ETC3250/5250 Tutorial 9

Support vector machines and regularisation

Author

Prof. Di Cook

Published

29 April 2024

Load the libraries and avoid conflicts, and prepare data
# Load libraries used everywhere
library(tidyverse)
library(tidymodels)
library(patchwork)
library(mulgar)
library(tourr)
library(geozoo)
library(colorspace)
library(ggthemes)
library(conflicted)
conflicts_prefer(dplyr::filter)
conflicts_prefer(dplyr::select)
conflicts_prefer(dplyr::slice)

🎯 Objectives

The goal for this week is learn to about fitting support vector machine models.

🔧 Preparation

  • Make sure you have all the necessary libraries installed.

Exercises:

1. A little algebra

Let \(\mathbf{x_1}\) and \(\mathbf{x_2}\) be vectors in \(\mathbb{R}^2\), that is, two observations where \(p=2\). By expanding \(\mathcal{K}(\mathbf{x_1}, \mathbf{x_2}) = (1 + \langle \mathbf{x_1}, \mathbf{x_2}\rangle) ^2\) show that this is equivalent to an inner product of transformations of the original variables defined as \(\mathbf{y} \in \mathbb{R}^6\).


Remember: \(\langle \mathbf{x_1}, \mathbf{x_2}\rangle =\sum_{j=1}^{p} x_{1j}x_{2j}\).

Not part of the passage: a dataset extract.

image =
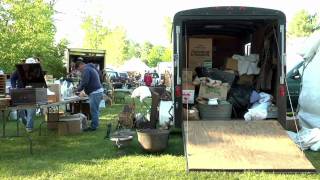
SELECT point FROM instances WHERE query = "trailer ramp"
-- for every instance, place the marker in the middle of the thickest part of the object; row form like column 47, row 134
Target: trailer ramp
column 242, row 146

2. Fitting and examining the support vector machine model

Simulate two toy data sets as follows.

# Toy examples
set.seed(1125)
n1 <- 162
vc1 <- matrix(c(1, -0.7, -0.7, 1), ncol=2, byrow=TRUE)
c1 <- rmvn(n=n1, p=2, mn=c(-2, -2), vc=vc1)
vc2 <- matrix(c(1, -0.4, -0.4, 1)*2, ncol=2, byrow=TRUE)
n2 <- 138
c2 <- rmvn(n=n2, p=2, mn=c(2, 2), vc=vc2)
df1 <- data.frame(x1=mulgar:::scale2(c(c1[,1], c2[,1])), 
                 x2=mulgar:::scale2(c(c1[,2], c2[,2])), 
                 cl = factor(c(rep("A", n1), 
                               rep("B", n2))))
c1 <- sphere.hollow(p=2, n=n1)$points*3 + 
  c(rnorm(n1, sd=0.3), rnorm(n1, sd=0.3))
c2 <- sphere.solid.random(p=2, n=n2)$points
df2 <- data.frame(x1=mulgar:::scale2(c(c1[,1], c2[,1])), 
                  x2=mulgar:::scale2(c(c1[,2], c2[,2])), 
                  cl = factor(c(rep("A", n1), 
                               rep("B", n2))))
  1. Make plots of each data set.
  1. What type of kernel would be appropriate for each? How many support vectors would you expect are needed to define the boundary in each case?
  1. Break the data into training and test.
  1. Fit the svm model. Try changing the cost parameter to explore the number of support vectors used. Choose the value that gives you the smallest number. You can use code like this (scaled = FALSE indicates that the variables are already scaled and no further standardising is needed):
svm_spec1 <- svm_linear(cost=1) |>
  set_mode("classification") |>
  set_engine("kernlab", scaled = FALSE)
svm_fit1 <- svm_spec1 |> 
  fit(cl ~ ., data = df1_tr)
svm_spec2 <- svm_rbf() |>
  set_mode("classification") |>
  set_engine("kernlab", scaled = FALSE)
svm_fit2 <- svm_spec2 |> 
  fit(cl ~ ., data = df2_tr)
  1. Can you use the parameter estimates to write out the equation of the separating hyperplane for the linear SVM model? You can use svm_fit1$fit@coef and svm_fit1$fit@SVindex to compute the coefficients as given by equation on slide 6 of week 8 slides. Try sketching your line on your plot.
  1. Compute the confusion table, and the test error for each model.
  1. Which observations would you expect to be the support vectors? Overlay indications of the support vectors from each model to check whether the model thinks the same as you.
  1. Think about whether a neural network might be able to fit the second data set? Have a discussion with your neighbour and tutor about what would need to be done to make a neural network architecture.x

👋 Finishing up

Make sure you say thanks and good-bye to your tutor. This is a time to also report what you enjoyed and what you found difficult.